Wie der Vater, so der Sohn und sogar der Enkel – die Begeisterung für Holz ist Jannis Gerke schon in die Wiege gelegt worden. "Für mich stand schon sehr früh fest, dass ich Tischler werden möchte", verrät der 20-Jährige, der damit in die Fußstapfen von Vater und Großvater trat.
Neben der Leidenschaft für den Werkstoff waren die abwechslungsreichen Tätigkeiten und die Vielfalt der Arbeiten weitere Gründe für seine Berufswahl. Einen ersten Eindruck davon, was man als Tischler mit Kreativität, Wissen und Erfahrung sowie der perfekten Kombination von Design, Funktion und Handwerk alles herstellen kann, hat Jannis Gerke durch sein Elternhaus schon früh bekommen. Während seines zweiwöchigen Praktikums bei Bröker Objekteinrichtungen hat sich dieser bestätigt. Mittlerweile ist der angehende Tischler im dritten Lehrjahr und nach wie vor begeistert, denn "in den 2,5 Jahren, in denen ich hier bin, war kein Tag wie der andere".

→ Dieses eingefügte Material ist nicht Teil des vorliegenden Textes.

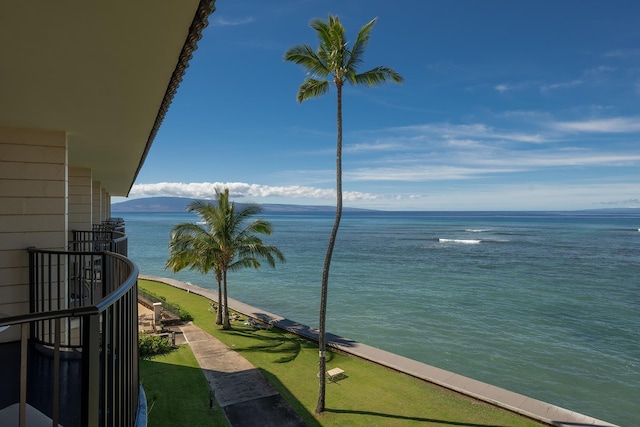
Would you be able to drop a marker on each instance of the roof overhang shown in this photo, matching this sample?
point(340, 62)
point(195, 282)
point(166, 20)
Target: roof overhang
point(103, 72)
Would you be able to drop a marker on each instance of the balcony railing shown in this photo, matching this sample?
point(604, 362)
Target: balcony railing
point(100, 238)
point(78, 361)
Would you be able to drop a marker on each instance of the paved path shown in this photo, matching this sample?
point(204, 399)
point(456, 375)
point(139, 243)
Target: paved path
point(518, 403)
point(243, 393)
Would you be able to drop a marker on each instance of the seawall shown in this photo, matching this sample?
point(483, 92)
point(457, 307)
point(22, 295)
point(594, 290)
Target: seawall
point(532, 408)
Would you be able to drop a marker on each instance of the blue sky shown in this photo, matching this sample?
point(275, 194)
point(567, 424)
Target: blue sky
point(506, 105)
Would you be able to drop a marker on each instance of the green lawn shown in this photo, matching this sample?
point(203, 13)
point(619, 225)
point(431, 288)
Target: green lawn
point(369, 395)
point(177, 391)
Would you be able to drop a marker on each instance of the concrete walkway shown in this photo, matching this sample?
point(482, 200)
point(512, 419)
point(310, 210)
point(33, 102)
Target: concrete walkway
point(536, 409)
point(240, 389)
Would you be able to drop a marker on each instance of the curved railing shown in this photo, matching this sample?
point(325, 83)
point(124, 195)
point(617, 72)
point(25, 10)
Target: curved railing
point(88, 346)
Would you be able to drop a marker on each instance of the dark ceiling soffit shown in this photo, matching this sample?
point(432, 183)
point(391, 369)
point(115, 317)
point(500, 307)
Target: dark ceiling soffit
point(199, 23)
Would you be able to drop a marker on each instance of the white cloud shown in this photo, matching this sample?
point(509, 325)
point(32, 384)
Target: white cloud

Natürlich komme es auch mal vor, dass man im Rahmen eines umfangreichen Projektes mehrere Tage lang gleichartige Tätigkeiten macht, räumt der Wulmeringhausener ein, zum Beispiel, wenn viele Holzplatten zugeschnitten und lackiert werden müssen, oder ein Schrank sehr viele Schubladen bekommt, die einzeln angefertigt werden. Aber das sei eher die Ausnahme. Denn die Bandbreite an Projekten, die Privat- und Gewerbekunden bei dem Winterberger Unternehmen in Auftrag geben, ist riesig und jedes Möbelstück ein Unikat.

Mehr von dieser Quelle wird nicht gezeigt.